Sandıkta saklanan cesedin ne anlama geldiği de ancak sözkonusu açıdan (eşcinsel kimliğin toplumdan gizlenmesi açısından) yaklaşıldığında yeter düzeyde kavranabilecektir. Örneğin Brandon’ın alıntıladığım konuşmada geçen “Hitler’in paranoyaklığı” vurgusu da diken üstündeki bir gay’in eşcinsel kimliğinin açığa çıkmasından endişe duyması ve kuşkuya kapılmasına mı karşılık gelmektedir? Evet. Sandıktaki ceset fikri. Bu nokta çok önemli. Dolayısıyla Rope’dan ‘sandıkta bir ceset olduğu fikri’ni çıkarıp atın, geriye filmin posası bile kalmayacaktır. Evet, bu kadar basit. Alfred Hitchcock’un birçok filmi gibi Rope da bize dış dünya hakkında yaşamsal enformasyonlar sunmaz. Mevcut yaklaşımın bir uzantısıymış gibi öykünün tamamı kapalı bir uzamda, bir apartman dairesinde geçmektedir. (Bu da Hitchcock’un bir başka ironisi mi?) Evet, film bize sosyolojik çıkarımlar ve doğrudan toplumsal referanslarda bulunmaz. Kuramsal değinilerin hemen tümü, aktüel yaşamdan veya yakın tarihten izler taşımış olsalar da, kabul edelim ki, önemsizdir. Asıl konumuza, eşcinsellik temsili bahsine dönecek olursak, Rope’un konuyu ciddiye alıp almadığı meselesi problematikleştirilebilir. Bastırılan eşcinsel kimlik ise, önünde sonunda katil iki arkadaş-sevgilinin arızalı, tartışılmaya açık kimlikleridir… Sandığın masa olarak kullanılması (masada yemek yemek de modernliğin, modern uygarlığın bir göstergesi değil midir?) Brandon’ın dillendirdiği “uygarlığın ikiyüzlü olduğu” fikriyle birarada düşünülmelidir. Brandon ve Phillip’in bir gecelik konukseverlikleri ikiyüzlü bir oyunun parçasıdır. Kibarlıkları göze batacak denli yapaydır. Ve elbette cinsel tercihlerini gizlemek zorunda kaldıkları için de profesyonel birer ikiyüzlüdürler. Luis Buñuel’in Le fantôme de la liberté (1974, Özgürlük Hayaleti) adlı yapıtındaki alafranga tuvalatlerin üzerine oturarak bir masa etrafında yemek yiyen burjuvaların görüntülendiği grotesk sekans benzer bir biçimde modernliğin yanılsamalı ve kibar sözde doğası ile yakından ilintilidir. Diğer yandan, Rupert da kanlı canlı ikiyüzlülerdendir. Finaldeki nirengi noktasında, bugüne kadar söylediklerini yaşama geçirmeyi hiç düşünmediğini belirterek geri adım atar ve maskesini düşürür.

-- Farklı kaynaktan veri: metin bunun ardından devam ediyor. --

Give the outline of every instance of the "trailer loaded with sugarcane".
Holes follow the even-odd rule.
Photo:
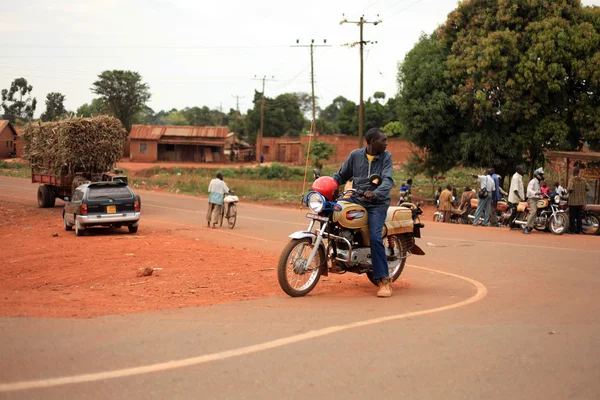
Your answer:
[[[114,117],[70,118],[32,123],[23,132],[24,156],[31,164],[31,181],[38,183],[40,208],[68,200],[82,183],[123,181],[113,170],[123,156],[127,131]]]

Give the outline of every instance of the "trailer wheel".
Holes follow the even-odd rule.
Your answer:
[[[54,207],[56,204],[56,186],[46,186],[48,188],[48,202],[47,207]]]
[[[37,192],[38,207],[39,208],[49,207],[49,203],[50,203],[50,201],[48,200],[49,198],[50,198],[50,193],[48,190],[48,186],[46,186],[46,185],[38,186],[38,192]]]

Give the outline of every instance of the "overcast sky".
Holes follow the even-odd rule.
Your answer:
[[[18,77],[33,85],[36,116],[49,92],[66,95],[68,110],[93,99],[90,87],[104,70],[137,71],[150,85],[149,106],[252,106],[252,78],[274,76],[265,93],[310,93],[311,39],[315,93],[323,107],[342,95],[358,102],[359,40],[364,15],[365,100],[375,91],[394,96],[397,63],[422,32],[443,23],[455,0],[0,0],[0,88]],[[600,0],[584,0],[600,5]],[[379,14],[379,16],[378,16]]]

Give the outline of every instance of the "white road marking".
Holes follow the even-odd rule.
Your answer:
[[[437,274],[448,275],[454,278],[461,279],[463,281],[469,282],[477,289],[477,292],[469,297],[466,300],[460,301],[458,303],[450,304],[447,306],[436,307],[429,310],[422,311],[413,311],[403,314],[395,314],[387,317],[373,318],[364,321],[352,322],[346,325],[337,325],[330,326],[328,328],[317,329],[314,331],[309,331],[305,333],[301,333],[299,335],[293,335],[284,337],[281,339],[272,340],[269,342],[259,343],[251,346],[240,347],[238,349],[220,351],[218,353],[205,354],[197,357],[184,358],[181,360],[173,360],[156,364],[149,364],[140,367],[132,367],[132,368],[123,368],[117,369],[113,371],[103,371],[96,372],[91,374],[82,374],[82,375],[73,375],[73,376],[63,376],[59,378],[50,378],[50,379],[41,379],[41,380],[31,380],[31,381],[21,381],[21,382],[12,382],[12,383],[2,383],[0,384],[0,393],[2,392],[14,392],[18,390],[28,390],[28,389],[40,389],[40,388],[49,388],[55,386],[62,385],[71,385],[77,383],[84,382],[95,382],[102,381],[105,379],[115,379],[115,378],[123,378],[127,376],[141,375],[141,374],[149,374],[154,372],[167,371],[175,368],[185,368],[191,367],[194,365],[205,364],[211,361],[220,361],[225,360],[232,357],[239,357],[247,354],[258,353],[265,350],[274,349],[277,347],[287,346],[294,343],[303,342],[310,339],[315,339],[327,335],[332,335],[334,333],[342,332],[349,329],[361,328],[364,326],[370,326],[375,324],[380,324],[389,321],[396,321],[400,319],[418,317],[427,314],[433,314],[441,311],[448,311],[454,308],[463,307],[476,301],[483,299],[487,294],[487,288],[481,283],[474,279],[467,278],[465,276],[452,274],[449,272],[438,271],[435,269],[417,267],[410,265],[411,268],[417,268],[424,271],[429,271]]]

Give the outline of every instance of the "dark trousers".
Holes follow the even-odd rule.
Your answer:
[[[571,232],[583,232],[583,206],[569,206],[569,218]]]
[[[510,206],[510,227],[515,228],[515,218],[517,218],[517,205],[518,203],[508,203]]]
[[[381,233],[385,224],[387,210],[375,208],[369,212],[369,239],[371,241],[371,262],[373,263],[373,279],[387,278],[389,276],[387,255],[383,246]]]

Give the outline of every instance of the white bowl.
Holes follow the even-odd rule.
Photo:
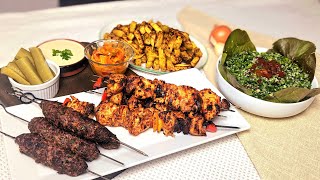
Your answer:
[[[22,90],[22,92],[30,92],[37,98],[49,99],[53,98],[59,91],[60,67],[53,61],[47,60],[50,69],[55,73],[55,76],[50,81],[37,85],[24,85],[16,82],[12,78],[9,81],[12,87]]]
[[[258,52],[265,52],[266,48],[257,48]],[[247,111],[249,113],[269,117],[269,118],[285,118],[294,116],[303,112],[307,109],[310,104],[313,102],[315,97],[309,98],[302,102],[297,103],[273,103],[269,101],[264,101],[252,96],[249,96],[238,89],[234,88],[229,84],[220,74],[219,64],[221,61],[221,56],[218,58],[218,63],[216,65],[217,71],[217,83],[220,89],[220,92],[236,107]],[[312,81],[311,88],[317,88],[318,81],[314,77]]]

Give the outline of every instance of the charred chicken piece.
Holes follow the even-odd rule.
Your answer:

Evet, öykünün bir diğer figürü de amatör dedektif imajının uzantısı konumundaki Rupert Cadell karakteri. Zeki tavırları, kurnazlığı, soğukkanlılığı ve hazırcevaplılığıyla Rupert; izleri yavaş yavaş ve sinsice takip edecek, sonuca mükemmel bir şekilde ulaşmayı başaracaktır. Bu noktada sorulması gereken soru: Sandıkta bir ceset olduğunu ortaya çıkaran Rupert Cadell; Brandon Shaw ve Phillip Morgan’ın eşcinsel kimliğini de açığa çıkartmış mıdır? Bunun yanıtı da net değildir; öykü yapısında direkt bir eşcinsellik vurgusunun/imasının olmaması gibi. Ama hayatî soruyu ‘evet’ olarak yanıtlamakta bir sorun yoktur. Brandon ve Phillip, cinayet işlememişlerdir sadece. Bilakis cinayetin gizemi aralandığı içindir ki cezalandırılmaya mahkûm olmuşlardır. Eşcinsel oldukları için yasa ve toplum (süperego) tarafından cezalandırılacaklardır. Risk taşımasına karşın Rope’un açık uçlu finalini şu şekilde özetliyorum: Eşcinsel tercih mi cezalandırılmıştır, cinayet suçu mu? Bence sorunun yanıtı ilk soru tümcesinde gizlidir.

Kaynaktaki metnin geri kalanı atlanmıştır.